『中国・江南:日本人の知らない秘密の街 幻影の村34』

中国古鎮遊編集部(編)

(2006年5月5日刊行,ダイヤモンド社地球の歩き方Books], ISBN:4478079536



ゆるゆると読了.中国・江南地方(上海から杭州・蘇州にかけてのエリア)に広がる水郷地帯のあちこちに点在する古鎮(昔からある集落)をまわって歩いた記録.湖中の離れ小島だったり,深山の懐に抱かれたりして,ほとんど“隠れ里”のような村が残っている.もちろんそういう古鎮の歴史は「千年」だったり「二千年」だったりするわけで,これじゃあ太刀打ちできないなあ.中国人レポーターがまた素朴で,行く先々にすんなりなじんでいて,読者の肩の力がふっと抜けていく.

観光産業で栄えていたり,あるいは時代に取り残されていたりと,鎮によってその現状には大きなばらつきがあるらしい.しかし,それらに共通しているのは,水郷と古鎮を切り結ぶ結節点として古橋がある点だ.津軽・黒石にある“こみせ”のような「廊棚」が水郷沿いに延々と続くようすは見物だ.こういう本を少しずつ旅していると,漢詩の世界や科挙の時代がそのまま「いま」にもちこまれている錯覚をふと覚える.

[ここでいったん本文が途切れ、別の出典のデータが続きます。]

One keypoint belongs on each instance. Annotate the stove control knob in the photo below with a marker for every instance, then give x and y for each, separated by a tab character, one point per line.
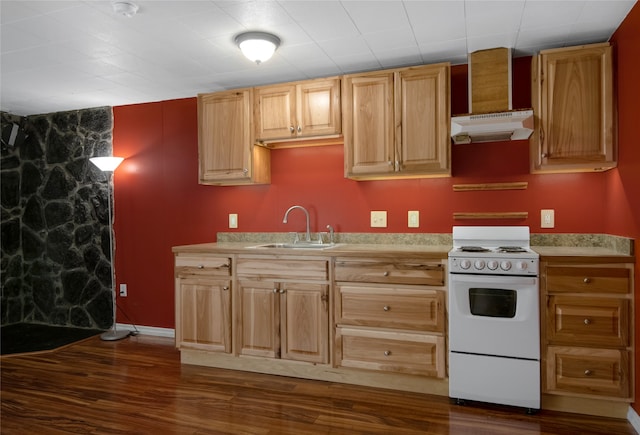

先月からこの本をベッドサイドに置いてときどき寝読みしてきたのだが,日本の現実世界とは地理的にも心理的にも遠く離れた現実世界を読み歩くのは心地よい安眠を誘うものがある.9月に初めて訪ねた上海の日本的な近しい社会に隣接してこういう Altstadt が広がっているという意外性と歴史性がいまの中国がもつスケール効果かもしれない.